Categories: Compassion, Human Resources, Job Hunt

I remember an interview at a major PR firm years ago. I left walking on a cloud even though there were no jobs for me. The HR manager was spectacular–he made me feel great about my career and my prospects and we laughed a lot.

Encouraging job-seekers is the gold standard and should be the mission of anyone responsible for adding staff or is in even the smallest part of the process. Unfortunately, it’s not the case as often as it should be. A positive approach and refusal also goes for decision-makers inviting vendors to bid on a project.

I’ve covered the tribulations of job hunting before, most recently last December in “Service of Employee Behavior” where I protested how important a simple follow up to a scrubbed candidate is, especially after the person has prepared for and gone through an interview process. If for no other reason, it frees the conscientious candidate from making repeated follow-ups to no avail.
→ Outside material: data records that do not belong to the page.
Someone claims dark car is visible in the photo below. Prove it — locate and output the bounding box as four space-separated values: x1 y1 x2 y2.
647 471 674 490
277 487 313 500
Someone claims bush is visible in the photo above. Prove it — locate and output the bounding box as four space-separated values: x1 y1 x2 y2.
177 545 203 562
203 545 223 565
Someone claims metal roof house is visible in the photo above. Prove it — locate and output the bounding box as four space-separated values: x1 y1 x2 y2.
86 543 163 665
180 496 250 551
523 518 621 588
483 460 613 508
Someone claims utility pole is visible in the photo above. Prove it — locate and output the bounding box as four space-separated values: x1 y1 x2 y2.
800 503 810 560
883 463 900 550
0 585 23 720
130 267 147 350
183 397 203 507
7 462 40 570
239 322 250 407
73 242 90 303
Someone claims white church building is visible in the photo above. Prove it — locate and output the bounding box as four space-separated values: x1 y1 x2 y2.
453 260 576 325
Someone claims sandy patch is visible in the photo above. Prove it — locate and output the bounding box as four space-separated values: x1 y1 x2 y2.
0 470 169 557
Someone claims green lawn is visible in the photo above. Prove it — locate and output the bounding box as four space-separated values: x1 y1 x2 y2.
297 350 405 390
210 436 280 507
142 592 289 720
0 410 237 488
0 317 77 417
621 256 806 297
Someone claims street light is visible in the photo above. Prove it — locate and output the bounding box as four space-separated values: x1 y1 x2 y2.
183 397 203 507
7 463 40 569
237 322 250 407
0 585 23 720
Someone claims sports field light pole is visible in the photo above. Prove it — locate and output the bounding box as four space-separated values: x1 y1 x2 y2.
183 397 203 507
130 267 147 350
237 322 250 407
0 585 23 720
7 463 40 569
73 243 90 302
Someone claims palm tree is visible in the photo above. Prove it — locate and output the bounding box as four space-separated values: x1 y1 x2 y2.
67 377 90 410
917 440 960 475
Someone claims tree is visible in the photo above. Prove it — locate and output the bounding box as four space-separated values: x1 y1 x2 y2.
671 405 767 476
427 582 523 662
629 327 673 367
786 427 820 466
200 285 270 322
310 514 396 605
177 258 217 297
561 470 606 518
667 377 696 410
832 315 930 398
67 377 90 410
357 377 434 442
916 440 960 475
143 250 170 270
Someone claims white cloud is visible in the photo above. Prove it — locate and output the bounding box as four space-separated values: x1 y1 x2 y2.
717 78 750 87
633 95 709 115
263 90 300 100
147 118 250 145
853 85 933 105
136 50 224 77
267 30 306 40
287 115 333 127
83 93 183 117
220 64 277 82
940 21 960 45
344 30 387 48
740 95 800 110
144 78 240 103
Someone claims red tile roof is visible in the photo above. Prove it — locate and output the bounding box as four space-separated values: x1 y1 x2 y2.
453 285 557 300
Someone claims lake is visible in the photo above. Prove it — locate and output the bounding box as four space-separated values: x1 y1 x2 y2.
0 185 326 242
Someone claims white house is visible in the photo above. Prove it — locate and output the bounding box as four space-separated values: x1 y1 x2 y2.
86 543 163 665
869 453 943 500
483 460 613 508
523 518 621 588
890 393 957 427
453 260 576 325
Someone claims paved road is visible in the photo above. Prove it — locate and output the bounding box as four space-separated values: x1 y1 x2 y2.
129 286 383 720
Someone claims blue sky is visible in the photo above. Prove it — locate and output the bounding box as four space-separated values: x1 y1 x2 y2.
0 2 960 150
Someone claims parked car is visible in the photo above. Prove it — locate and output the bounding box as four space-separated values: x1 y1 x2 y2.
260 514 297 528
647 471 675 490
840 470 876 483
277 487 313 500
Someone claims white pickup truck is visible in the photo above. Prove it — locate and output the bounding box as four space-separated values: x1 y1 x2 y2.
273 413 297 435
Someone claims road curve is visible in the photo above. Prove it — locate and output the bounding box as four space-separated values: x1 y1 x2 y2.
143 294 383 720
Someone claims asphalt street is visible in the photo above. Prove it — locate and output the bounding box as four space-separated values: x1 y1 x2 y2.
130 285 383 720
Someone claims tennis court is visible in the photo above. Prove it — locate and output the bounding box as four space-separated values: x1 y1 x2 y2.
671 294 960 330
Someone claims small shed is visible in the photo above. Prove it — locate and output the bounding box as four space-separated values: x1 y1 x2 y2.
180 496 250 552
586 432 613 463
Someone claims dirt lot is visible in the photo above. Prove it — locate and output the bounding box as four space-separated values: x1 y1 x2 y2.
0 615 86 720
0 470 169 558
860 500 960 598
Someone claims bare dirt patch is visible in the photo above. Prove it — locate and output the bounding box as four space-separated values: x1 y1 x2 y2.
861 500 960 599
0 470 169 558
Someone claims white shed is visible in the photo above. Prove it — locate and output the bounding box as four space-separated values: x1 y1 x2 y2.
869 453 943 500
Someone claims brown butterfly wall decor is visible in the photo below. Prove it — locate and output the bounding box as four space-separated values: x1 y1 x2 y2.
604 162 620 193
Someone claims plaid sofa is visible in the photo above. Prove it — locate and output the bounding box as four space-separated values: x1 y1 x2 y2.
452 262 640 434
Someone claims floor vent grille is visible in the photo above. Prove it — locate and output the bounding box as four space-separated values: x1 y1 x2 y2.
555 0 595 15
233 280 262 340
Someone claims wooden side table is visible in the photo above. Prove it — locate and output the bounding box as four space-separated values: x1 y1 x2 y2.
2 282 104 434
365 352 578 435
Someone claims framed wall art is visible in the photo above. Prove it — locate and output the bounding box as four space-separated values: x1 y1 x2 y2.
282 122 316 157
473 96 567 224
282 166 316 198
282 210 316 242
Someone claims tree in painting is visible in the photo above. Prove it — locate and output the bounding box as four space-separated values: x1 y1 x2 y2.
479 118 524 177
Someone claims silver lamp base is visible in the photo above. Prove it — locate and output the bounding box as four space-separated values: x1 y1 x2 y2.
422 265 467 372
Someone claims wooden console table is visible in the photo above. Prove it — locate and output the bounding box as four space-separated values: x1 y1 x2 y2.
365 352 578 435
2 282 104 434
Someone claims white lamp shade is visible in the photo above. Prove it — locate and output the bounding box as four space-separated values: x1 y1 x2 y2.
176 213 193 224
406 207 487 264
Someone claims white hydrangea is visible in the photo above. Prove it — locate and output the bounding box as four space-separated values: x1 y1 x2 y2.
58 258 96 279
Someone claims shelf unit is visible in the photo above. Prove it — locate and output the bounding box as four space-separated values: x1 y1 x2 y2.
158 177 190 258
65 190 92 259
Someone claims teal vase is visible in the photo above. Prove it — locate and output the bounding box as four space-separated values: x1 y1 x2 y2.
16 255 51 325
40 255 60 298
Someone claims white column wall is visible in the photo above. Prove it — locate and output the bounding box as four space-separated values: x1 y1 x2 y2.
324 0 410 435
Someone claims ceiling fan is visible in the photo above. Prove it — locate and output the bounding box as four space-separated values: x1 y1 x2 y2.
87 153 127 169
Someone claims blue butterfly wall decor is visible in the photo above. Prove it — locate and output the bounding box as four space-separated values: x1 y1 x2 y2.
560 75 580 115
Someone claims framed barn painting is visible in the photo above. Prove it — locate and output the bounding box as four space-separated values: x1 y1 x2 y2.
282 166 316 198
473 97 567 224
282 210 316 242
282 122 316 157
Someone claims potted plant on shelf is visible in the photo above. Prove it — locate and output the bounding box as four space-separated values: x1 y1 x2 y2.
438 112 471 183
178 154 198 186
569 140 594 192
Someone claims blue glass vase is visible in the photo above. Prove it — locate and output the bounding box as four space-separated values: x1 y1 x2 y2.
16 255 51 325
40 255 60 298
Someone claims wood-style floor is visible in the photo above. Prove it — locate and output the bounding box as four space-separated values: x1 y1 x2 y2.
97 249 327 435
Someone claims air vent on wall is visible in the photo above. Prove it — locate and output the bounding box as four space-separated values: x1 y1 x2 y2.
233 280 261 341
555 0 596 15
It is respectful and reflects well on the company.

There are exceptions: when the reply is a putdown the recipient would have been better off with silence. An example was the arrogant response to a friend’s outreach to a communications company which inspired this post. He was told he “wasn’t a fit.” [Actually, he was.] The reaction of a colleague, to whom I shared this incident, was “at least he got a reply. Most people don’t.”

Another friend arranges her calendar around the many telephone interviews that are essential to her job hunt. She waited for one scheduled call, rang the person when the phone stayed mute for minutes after the appointed time. Eventually she called him and left a  him a voicemail message.  She never again heard from this person. Outrageous.

A top editor told me, after she was laid off and had become a freelance writer, how sorry she was that she’d been so abrupt with or unresponsive to writers who’d approached her with story ideas after she’d experienced how it felt to be on the other side of the ask.

Is self-importance the rule or the exception for those in the hiring business whether for a job or a project? Have you come across exemplary people in these roles or outstandingly nasty ones?

4 Responses to “Service of the Humbling Job Hunt That Doesn’t Have to Be”

  1. Vicki Hidalgo Said:

    Vicki wrote on Facebook: Personally I am seeing major companies rely on websites and the internet eliminating a Human Resource person. An HR person is critical to nurturing and recognizing talent for companies to grow and prosper.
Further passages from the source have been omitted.